WA WormBoss Worm Control Programs
WA WormBoss Drench Decision Guides
With sustained dry weather and increasing temperatures, the end to a long worm season is close. Once sheep are on dry pastures, and are not carrying significant worm burdens, worms should not be an issue for some months (unless we have a return of the rains we did last summer!)
Summer drenches—get the timing right
Lambs and yearlings (last-year’s lambs) should receive a fully-effective drench once they are on a paddock where they won’t pick up any more worm larvae.
This is easy where they will go onto a crop stubble after drenching, which are close to 100% worm-free.
The main caution: don’t take your eyes of the worm-control ball before a summer drench is given. In much of the state, late rainfall and mild temperatures will mean that worm larvae are still present on pastures, and they certainly will be wherever some green growth remains.

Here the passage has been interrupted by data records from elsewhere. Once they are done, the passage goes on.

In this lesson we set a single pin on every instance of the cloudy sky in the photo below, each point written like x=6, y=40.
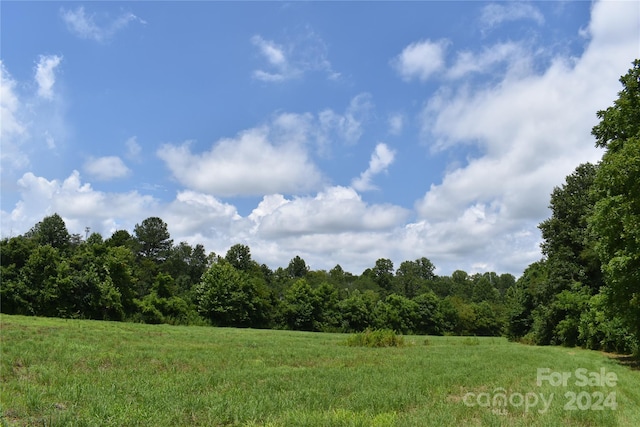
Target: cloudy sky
x=340, y=132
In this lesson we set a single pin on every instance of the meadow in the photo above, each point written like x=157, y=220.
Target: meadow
x=97, y=373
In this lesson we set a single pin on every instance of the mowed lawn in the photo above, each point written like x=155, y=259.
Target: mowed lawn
x=76, y=372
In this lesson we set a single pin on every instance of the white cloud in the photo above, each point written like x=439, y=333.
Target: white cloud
x=512, y=54
x=531, y=130
x=332, y=211
x=396, y=123
x=347, y=127
x=106, y=168
x=495, y=14
x=381, y=158
x=45, y=74
x=421, y=60
x=78, y=204
x=277, y=60
x=84, y=26
x=12, y=131
x=133, y=148
x=304, y=53
x=264, y=160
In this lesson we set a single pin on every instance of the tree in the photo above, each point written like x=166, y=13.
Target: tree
x=412, y=277
x=429, y=318
x=121, y=238
x=239, y=256
x=153, y=238
x=228, y=297
x=398, y=313
x=615, y=221
x=621, y=122
x=300, y=306
x=297, y=268
x=383, y=274
x=51, y=231
x=356, y=310
x=566, y=241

Where a late harvest delays summer drenching, a check of worm egg counts will show whether a drenching can safely be delayed, or whether counts are already high. With good conditions for worms over the course of the year, many lamb mobs will have higher worm burdens than usual.
However, if summer drenches are given too early to sheep still on pasture, they could pick up a significant worm burden after that drench. Ideally, this is avoided by planning pasture moves for lambs from weaning onward, but in some cases, a late spring or early summer drench may not be enough, and a second treatment is needed later in summer. A worm egg count check will tell the story, which may be different in a “good” worm year (like this) compared with years with a lower worm pressure.
Prime lambs— wormier than they should be?
Lambs destined for slaughter often carry low-level worm burdens that reduce their growth rates, but are not visible as the usual signs of worms. Recent research shows that worms are a lamb growth risk from about 14 weeks of age onward, and in many cases a drench before the first draft is sent off will be beneficial.
Don’t let worms hold back lamb growth rates—checking worm egg count may show that a routine pre-turn off drench is needed, or that paddock moves effectively keep worm numbers low.
Drenching adult sheep
For many years we have known that drenching all sheep on the property in summer is a prime cause of drench resistance in WA, and that adult sheep can usually be left undrenched in summer without ill-effects. This led to the “autumn drenching” strategy, where ewes are drenched in late March or early April, rather than in summer.
An alternative way to go is to drench ewes in summer, but leave 10–20% of each mob undrenched—so called “targeted treatment”, as the aim is to avoid a drench to the best-condition sheep.
This year, adult sheep will be in very good condition going into summer, and will resist worms well. Either strategy—autumn drenching or a targeted treatment summer drench—will have a major impact against the development of drench resistance, but without an effect on sheep production.
Drench resistance testing
Many lamb mobs will have relatively high worm egg counts if not drenched for a few weeks—they will be ideal to use for a drench resistance test.
If not planning a full test of several drench types side-by-side, checking worm egg counts before and after a drench will give a fair indication of its effectiveness. As resistance increases, drenches believed to still be effective may not have held up, and a check is a precaution against the failure of summer drenches.
With harvest started there should soon be stubbles available to drench sheep onto. This provides an excellent opportunity to use an effective drench that will then keep sheep relatively worm free over the summer period. If stubbles are limited, weaners, then hoggets, then maiden ewes should be given priority.
Weaners and hoggets should always receive a first summer drench, preferably onto stubbles. Older sheep should be monitored and drenched if faecal worm egg counts (WEC) are 200 epg or more. An effective drench should be used at this time. This is important as any resistant worms left in the sheep will provide the population of worms infecting the stubbles, increasing the level of resistance on the property and reducing the drench options available in the future. It is important that you consult your veterinarian about the best drench to use for your property.
If an effective summer drench is used, then worm burdens should remain low throughout the summer period. The only exception to this is if we get summer rain. This is especially the case if sheep have been moved to pasture.
Pasture paddocks are only considered clean if they have been sheep free for at least 6 months over winter, or for 3 months of hot dry weather.
Following summer rain it is important to do a WEC 3–4 weeks later. This is particularly the case for properties with a history of barber’s pole.